The Day I Lost a Month of My Book (and Barely Flinched)
Last night, I realized I deleted the last month of work on my book.
Gone. The edits. The rewriting. The momentum. All of it.
Earlier in the day, I’d been tidying up my digital files, finally facing that flashing red exclamation mark about my Google storage being almost full. A few months ago, that kind of thing would have spun me out: “What if I don’t know how to fix this?” “What if I delete something important?” “gah…one more thing I don’t have the capacity for.”
But not this time.
This time, I saw the warning, opened my Drive, and calmly started clearing out files I no longer needed. I remember feeling… competent. Unbothered. No drama. No dread. Just: “I’ve got this.”
At some point, I was bulk-deleting unlabeled Google Docs, assuming they were old notes or rough drafts. It never occurred to me that I might be tossing out something important. And even if a flicker of that crossed my mind, it didn’t land with weight. I was clearing space.
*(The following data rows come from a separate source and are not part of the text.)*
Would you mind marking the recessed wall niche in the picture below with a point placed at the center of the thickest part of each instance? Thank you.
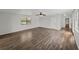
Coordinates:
(25, 20)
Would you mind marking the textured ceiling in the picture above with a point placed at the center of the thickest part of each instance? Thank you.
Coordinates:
(36, 11)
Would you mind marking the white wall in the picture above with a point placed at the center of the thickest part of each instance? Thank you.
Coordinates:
(52, 21)
(75, 21)
(11, 23)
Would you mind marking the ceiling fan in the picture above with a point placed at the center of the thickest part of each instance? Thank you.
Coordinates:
(40, 14)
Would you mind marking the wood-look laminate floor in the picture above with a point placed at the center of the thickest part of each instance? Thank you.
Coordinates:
(38, 39)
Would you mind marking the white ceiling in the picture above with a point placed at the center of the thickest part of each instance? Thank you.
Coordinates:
(36, 11)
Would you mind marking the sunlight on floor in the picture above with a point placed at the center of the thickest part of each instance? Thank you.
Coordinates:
(26, 36)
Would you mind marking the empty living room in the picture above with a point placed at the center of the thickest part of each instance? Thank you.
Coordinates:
(39, 29)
I was moving forward.
It wasn’t until later that night, when I went to open my book document to write, that I felt it: the quiet “oh no.” The realization. A breath held. A pause.
Then just… stillness.
Not the panic I used to know. Not the inner lashing I once expected: “How could you delete something that mattered?” “What’s wrong with you?” “You’re so careless.”
None of that arrived.
What did arrive was a deep exhale. And a quiet truth: If it’s gone, it wasn’t meant to stay.
I still had a copy from late April. I still had my voice. I still had the growth. And most of all, I had this moment, this nervous system proof point. This is clean, clear evidence of the work I’ve been doing. On trust, regulation, self-forgiveness, and grounded identity, it isn’t just conceptual. It’s real. It’s embodied.
I didn’t just lose a month of writing.
I gained confirmation that my baseline has shifted.
That which once would’ve undone me barely nicked the surface.
That I don’t spiral when something slips through the cracks.
I trust that I can start again, not from scratch, but from a position of strength.
And that’s worth way more than any lost document.